If you have a successful pistol round, chances are the enemy will play safe and do a full eco, making SMGs the weapons of choice for second-round buys. SMGs give a very tasty $600 for each kill (except the P90!) and are great against opponents who don’t have armour. So buying SMGs could get you more money and guarantee easy kills. However, I see new players buying SMGs on full buy rounds an awful lot. While you might get lucky a few times, SMGs suck hard against armoured opponents, making them a not-so-hot choice compared to the rifles. They may be more expensive and they may give you less kill reward money, but buy the goddamn rifles. They’re very good, I promise.
If you have a lot of money and you can handle an AWP in casual matches, you’re welcome to pick one up for your team in competitive. AWPs are a great way to lock down an area on CT or make a quick pick with on T side. Generally speaking, just one AWP is great for a team, but in some situations two is okay.
There’s not much you need to do here. First and foremost, lower your mouse sensitivity loads and then lower it some more. I would also recommend changing your radar. Tobys CS has a good guide that I like personally, but I’m sure there are other radar options out there. Secondly, you can change your crosshair settings as much as you like. I like having a static classic crosshair in any colour that isn’t featured in the environments much. So, for instance, pink is a really good colour because it stands out against all the background noise and people’s big balaclava’d heads. Lastly, make sure to turn off “switch weapon on pick up”.

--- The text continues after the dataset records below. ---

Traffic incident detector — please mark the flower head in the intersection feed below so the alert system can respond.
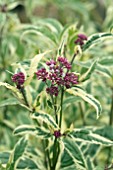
[36,68,48,81]
[36,56,78,96]
[46,86,58,96]
[64,73,78,88]
[54,130,61,138]
[58,57,71,70]
[74,34,87,47]
[12,72,25,89]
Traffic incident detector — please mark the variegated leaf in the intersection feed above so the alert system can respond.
[66,86,102,118]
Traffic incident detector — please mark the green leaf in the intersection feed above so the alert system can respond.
[86,156,94,170]
[96,64,112,77]
[0,82,23,99]
[0,152,10,164]
[31,111,58,129]
[0,98,20,107]
[70,129,113,146]
[14,125,52,139]
[21,25,57,46]
[79,60,97,82]
[76,60,111,77]
[17,157,40,170]
[99,56,113,67]
[63,137,87,170]
[13,137,27,162]
[82,33,113,51]
[13,125,36,135]
[66,86,102,118]
[24,51,50,86]
[8,137,27,170]
[38,18,63,35]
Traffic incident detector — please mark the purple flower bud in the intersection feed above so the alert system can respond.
[58,57,71,70]
[46,60,56,68]
[78,34,87,40]
[64,73,78,88]
[54,130,61,138]
[46,85,58,96]
[36,68,48,81]
[12,72,25,89]
[74,34,87,46]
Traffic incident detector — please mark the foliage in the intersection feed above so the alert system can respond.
[0,0,113,170]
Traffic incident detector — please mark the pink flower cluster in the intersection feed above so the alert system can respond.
[54,130,62,138]
[74,34,87,46]
[36,57,78,96]
[12,72,25,89]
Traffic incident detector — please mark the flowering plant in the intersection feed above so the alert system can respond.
[0,15,113,170]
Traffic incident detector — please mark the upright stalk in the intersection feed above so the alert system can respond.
[109,89,113,126]
[51,95,58,124]
[59,88,64,129]
[20,87,29,107]
[79,102,86,126]
[107,88,113,164]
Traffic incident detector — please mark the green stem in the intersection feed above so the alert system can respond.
[51,95,58,124]
[51,137,60,170]
[70,52,78,65]
[59,88,64,129]
[20,87,29,107]
[107,89,113,164]
[109,89,113,126]
[43,140,51,169]
[79,102,86,126]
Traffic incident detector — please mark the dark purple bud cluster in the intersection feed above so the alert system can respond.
[36,68,48,81]
[74,34,87,46]
[54,130,61,138]
[36,57,78,96]
[12,72,25,89]
[46,86,58,96]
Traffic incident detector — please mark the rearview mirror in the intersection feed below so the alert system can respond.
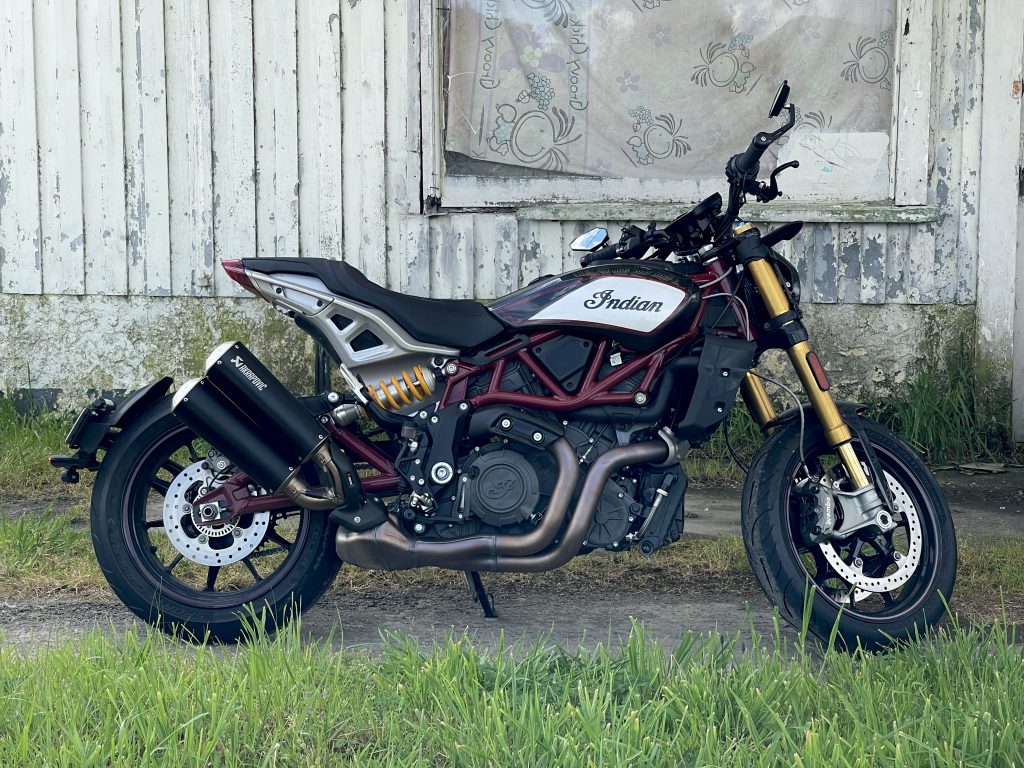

I’m sure a lot of people who are better at CS than I am would swear by some other changes, but I think these are some good things for newbies to get started with, and most other stuff is personal preference. My advice would be to just take a look around different sites and see what sounds good to you, try stuff out and see how it feels.
Once you’ve nailed down the basics, one of the things that helped me the most, before I started playing Dota and became a big fat scrub again, was playing aim maps and just getting into the habit of clicking heads. You can search for ‘aim’ or ‘headshot’ in the Community Servers list to get maps where you can practice this. Otherwise, download these two aim training levels from the Steam Workshop here and here and practice without the humiliation of other people watching.
Most of all, just trust Shia. He’s got some solid advice.